- Course Number: 01:198:439
- Instructor: Ananda Gunawardane
- Course Type: Undergraduate
- Semester 1: Spring
- Credits: 4
This course covers topics needed to solve problems involving data, which includes preparation (collection and integration), characterization and presentation (information visualization), analysis (machine learning and data mining), and products (applications).
- Syllabus: https://go.rutgers.edu/35ra8ico
- Video Intro: https://www.youtube.com/watch?v=xytdWiBFHaI&feature=youtu.be
- Instructor Profile: Gunawardena, Ananda "Andy"
- Prerequisite Information:
- A grade below a "C" in a prerequisite course will not satisfy that prerequisite requirement.
- Course Links: 01:198:205 - Introduction to Discrete Structures I
- Data visualization
- Data wrangling and pre-processing
- Map-reduce and the new software stack
- Data mining: finding similar items, mining data streams, frequent itemsets, link analysis, mining graph data
- Machine learning: k nearest neighbor, decision trees, naive Bayes, regression, ensemble methods, support vector machines, k-means, spectral clustering, hierarchical clustering, dimensionality reduction, evaluation techniques
- Applications: recommendation systems, advertising on the Web
- Expected Work: Homework assignments and a semester-long project
- Exams: Midterm and final exams
- Learning Goals:
Computer Science majors ...
- will be prepared to contribute to a rapidly changing field by acquiring a thorough grounding in the core principles and foundations of computer science (e.g., techniques of program design, creation, and testing; key aspects of computer hardware; algorithmic principles).

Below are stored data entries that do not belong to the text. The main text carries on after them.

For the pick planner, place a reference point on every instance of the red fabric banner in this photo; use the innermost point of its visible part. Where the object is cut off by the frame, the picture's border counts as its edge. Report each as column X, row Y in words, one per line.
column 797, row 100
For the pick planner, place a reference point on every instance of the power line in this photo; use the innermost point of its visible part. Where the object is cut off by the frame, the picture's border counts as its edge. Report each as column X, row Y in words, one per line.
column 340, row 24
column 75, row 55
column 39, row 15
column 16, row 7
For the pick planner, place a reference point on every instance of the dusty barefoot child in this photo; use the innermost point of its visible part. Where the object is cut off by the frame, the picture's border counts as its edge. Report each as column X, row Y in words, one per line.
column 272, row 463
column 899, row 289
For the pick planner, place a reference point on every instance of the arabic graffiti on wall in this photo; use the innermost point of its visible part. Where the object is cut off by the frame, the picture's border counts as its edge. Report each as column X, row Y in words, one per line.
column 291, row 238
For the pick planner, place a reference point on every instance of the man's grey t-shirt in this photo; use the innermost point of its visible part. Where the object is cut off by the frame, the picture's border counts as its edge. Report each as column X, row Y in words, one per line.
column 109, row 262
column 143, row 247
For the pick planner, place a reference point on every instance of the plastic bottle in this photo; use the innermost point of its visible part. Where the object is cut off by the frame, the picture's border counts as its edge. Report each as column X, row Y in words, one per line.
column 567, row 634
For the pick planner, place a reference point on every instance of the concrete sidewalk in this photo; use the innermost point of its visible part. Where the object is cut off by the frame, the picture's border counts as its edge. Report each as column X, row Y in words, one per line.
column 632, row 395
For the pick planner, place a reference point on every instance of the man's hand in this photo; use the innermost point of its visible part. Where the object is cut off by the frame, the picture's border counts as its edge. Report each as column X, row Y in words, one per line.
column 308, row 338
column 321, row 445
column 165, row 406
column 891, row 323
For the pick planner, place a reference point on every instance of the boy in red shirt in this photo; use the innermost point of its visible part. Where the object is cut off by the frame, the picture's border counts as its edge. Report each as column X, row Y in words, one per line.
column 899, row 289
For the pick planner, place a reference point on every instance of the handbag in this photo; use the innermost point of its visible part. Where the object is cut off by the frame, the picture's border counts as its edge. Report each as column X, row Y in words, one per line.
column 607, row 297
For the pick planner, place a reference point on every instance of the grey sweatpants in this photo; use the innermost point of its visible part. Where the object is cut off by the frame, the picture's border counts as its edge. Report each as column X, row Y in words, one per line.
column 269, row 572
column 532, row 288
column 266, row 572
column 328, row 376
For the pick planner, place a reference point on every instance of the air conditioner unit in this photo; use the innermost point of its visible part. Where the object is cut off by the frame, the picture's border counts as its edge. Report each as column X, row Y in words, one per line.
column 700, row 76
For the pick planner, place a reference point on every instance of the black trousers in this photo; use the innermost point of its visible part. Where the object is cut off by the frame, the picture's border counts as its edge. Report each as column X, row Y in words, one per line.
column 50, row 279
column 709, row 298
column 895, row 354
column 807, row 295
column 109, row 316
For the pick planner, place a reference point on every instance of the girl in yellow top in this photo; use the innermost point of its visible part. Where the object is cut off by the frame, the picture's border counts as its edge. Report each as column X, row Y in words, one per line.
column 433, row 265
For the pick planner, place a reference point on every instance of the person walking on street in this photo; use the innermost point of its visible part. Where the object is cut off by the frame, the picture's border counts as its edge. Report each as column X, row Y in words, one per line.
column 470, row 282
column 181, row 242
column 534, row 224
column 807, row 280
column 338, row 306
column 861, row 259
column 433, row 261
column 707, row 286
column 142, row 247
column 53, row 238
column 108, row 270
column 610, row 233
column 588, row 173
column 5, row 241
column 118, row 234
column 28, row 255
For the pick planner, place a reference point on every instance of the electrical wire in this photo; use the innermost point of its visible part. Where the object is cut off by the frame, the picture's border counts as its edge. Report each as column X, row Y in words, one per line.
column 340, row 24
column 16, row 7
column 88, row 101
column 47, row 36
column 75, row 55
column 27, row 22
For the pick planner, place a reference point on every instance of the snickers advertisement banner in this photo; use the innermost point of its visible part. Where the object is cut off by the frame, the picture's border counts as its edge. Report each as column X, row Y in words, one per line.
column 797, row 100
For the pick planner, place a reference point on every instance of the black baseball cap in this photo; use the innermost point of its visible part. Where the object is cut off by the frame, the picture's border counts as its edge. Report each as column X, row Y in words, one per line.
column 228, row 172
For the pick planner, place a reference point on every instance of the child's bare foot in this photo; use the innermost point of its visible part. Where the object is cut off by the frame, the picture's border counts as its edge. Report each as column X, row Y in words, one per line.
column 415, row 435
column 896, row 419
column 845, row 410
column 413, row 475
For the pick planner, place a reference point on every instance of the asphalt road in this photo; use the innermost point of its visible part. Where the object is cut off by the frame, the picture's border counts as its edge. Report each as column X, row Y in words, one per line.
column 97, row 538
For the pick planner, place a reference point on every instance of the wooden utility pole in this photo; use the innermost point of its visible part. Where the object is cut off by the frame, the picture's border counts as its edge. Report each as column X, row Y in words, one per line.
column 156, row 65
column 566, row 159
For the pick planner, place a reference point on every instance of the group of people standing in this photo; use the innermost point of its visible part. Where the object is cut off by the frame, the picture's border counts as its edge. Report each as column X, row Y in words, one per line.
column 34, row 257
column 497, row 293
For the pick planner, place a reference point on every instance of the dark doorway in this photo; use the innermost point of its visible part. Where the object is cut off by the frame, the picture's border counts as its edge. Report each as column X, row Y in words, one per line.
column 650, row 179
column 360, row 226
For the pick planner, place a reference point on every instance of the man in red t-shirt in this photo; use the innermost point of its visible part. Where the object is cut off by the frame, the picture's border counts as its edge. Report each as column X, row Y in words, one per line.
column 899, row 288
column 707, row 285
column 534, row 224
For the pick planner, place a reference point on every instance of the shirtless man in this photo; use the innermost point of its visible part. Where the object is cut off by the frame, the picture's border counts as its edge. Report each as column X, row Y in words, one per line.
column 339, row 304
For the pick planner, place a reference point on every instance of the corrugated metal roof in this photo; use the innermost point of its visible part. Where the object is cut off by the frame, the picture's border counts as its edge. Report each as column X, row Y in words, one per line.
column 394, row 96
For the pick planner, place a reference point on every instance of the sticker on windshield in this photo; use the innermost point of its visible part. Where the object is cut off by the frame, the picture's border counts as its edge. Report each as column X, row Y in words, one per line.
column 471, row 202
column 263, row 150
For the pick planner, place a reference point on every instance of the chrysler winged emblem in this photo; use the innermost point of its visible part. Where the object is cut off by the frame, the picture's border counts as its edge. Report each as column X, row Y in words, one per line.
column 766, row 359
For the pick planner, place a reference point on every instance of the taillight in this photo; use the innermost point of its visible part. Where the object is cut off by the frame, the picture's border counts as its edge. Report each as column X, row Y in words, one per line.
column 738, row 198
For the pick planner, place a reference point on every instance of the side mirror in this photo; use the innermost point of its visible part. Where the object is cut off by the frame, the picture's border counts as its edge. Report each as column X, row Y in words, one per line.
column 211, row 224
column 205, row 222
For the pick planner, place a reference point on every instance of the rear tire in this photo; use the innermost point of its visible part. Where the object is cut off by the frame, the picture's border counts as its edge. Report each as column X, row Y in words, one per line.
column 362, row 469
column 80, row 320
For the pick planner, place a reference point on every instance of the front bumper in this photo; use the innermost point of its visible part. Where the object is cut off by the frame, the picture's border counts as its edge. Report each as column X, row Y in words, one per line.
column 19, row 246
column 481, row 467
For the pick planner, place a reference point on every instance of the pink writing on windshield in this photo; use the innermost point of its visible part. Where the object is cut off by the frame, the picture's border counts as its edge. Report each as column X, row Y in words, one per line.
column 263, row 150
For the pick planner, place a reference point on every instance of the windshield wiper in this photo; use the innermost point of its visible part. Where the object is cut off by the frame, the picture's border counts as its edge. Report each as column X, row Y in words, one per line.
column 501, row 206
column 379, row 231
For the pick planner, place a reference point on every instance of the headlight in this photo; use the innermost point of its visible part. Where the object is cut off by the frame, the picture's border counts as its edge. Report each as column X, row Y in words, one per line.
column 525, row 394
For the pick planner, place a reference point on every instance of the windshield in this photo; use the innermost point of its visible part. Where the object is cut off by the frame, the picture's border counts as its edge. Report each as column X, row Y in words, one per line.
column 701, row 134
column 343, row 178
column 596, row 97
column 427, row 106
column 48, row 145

- will acquire a deeper understanding on (elective) topics of more specialized interest, and be able to critically review, assess, and communicate current developments in the field.
- will be prepared for the next step in their careers, for example, by having done a research project (for those headed to graduate school), a programming project (for those going into the software industry), or some sort of business plan (for those going into startups).